Dave’s team do all of their work with DreamWorks’ proprietary tools. What he finds the most beneficial about this software is that, across the company, all the tools are made to work together. “Commercial packages are made specifically for modelling, or animation, or lighting. They are also made for a single artist working in isolation. The software here fits the different applications together and is massively scalable so that teams of hundreds of artists can work together.

New Generation
“Right now, a major initiative is underway at DreamWorks for a new generation of proprietary software and to re-write all of the tools. Meanwhile, when we need an update or a special tool for a project, we make a request to the R&D team and they can usually help. This time, I have a new volumetric renderer and the fur shading model. These both made a huge difference to the looks.”

The movie’s final battle sequence brought some special considerations because it brings together all characters, crowds, water, the complete city, even the peacock – all together, fighting it out. That was the technical side of it. Creatively, it was especially difficult because the lighting was very dark and it was essentially a two-colour scene, red and blue for fire versus water. “Because objects were losing their local colour, they were hard for the audience to identify. Including so much action with these factors meant we had to ensure that the audience always looked where we wanted them to. We had to remain aware of the dramatic intention and not disturb the flow,” said Dave.

A Lighting Life
“However, it’s usually not these big climactic sequences that you get stuck on. You anticipate those and plan for them. It’s the little ones that can surprise you. In one scene when Po and Tigress are talking in a boat on the river, the action going on in the boat wasn’t a problem but the environment behind it was. We hadn’t built the sets properly yet and had to put the whole scene together on the fly.”
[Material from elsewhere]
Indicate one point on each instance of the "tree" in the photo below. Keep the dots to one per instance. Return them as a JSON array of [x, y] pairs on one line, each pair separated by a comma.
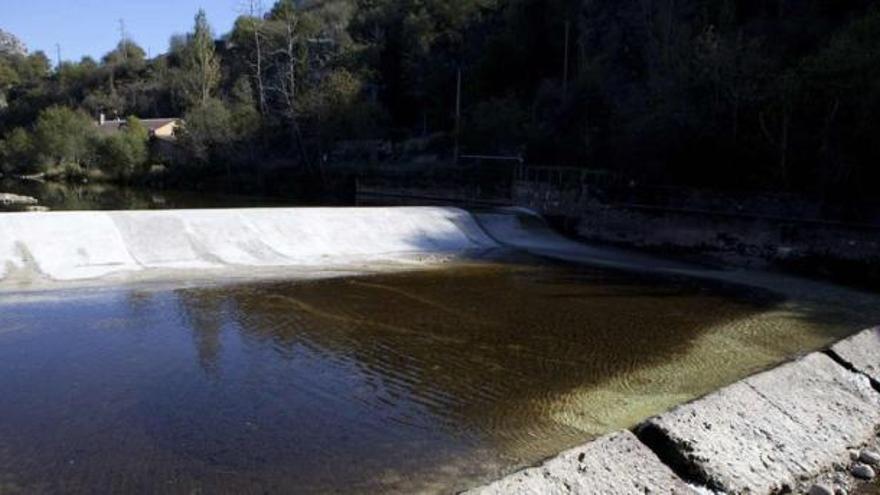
[[207, 132], [62, 136], [122, 154], [17, 153], [201, 66]]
Dave has now been working nine years at DreamWorks, staring as a pipeline technician with lighting as his strong point. “When CG filmmaking really began to take hold, I was still at Blue Sky and I helped work out how to actually make a movie in the medium. I was working  on a pipeline for it, which is how DreamWorks became interested in me. Eventually, though, I felt that this kind of work was pulling me away from creating images, which is what interested me in animation in the beginning. So I came back to it through lighting. I believe lighting can enhance stories and emotions in films as much as music does.”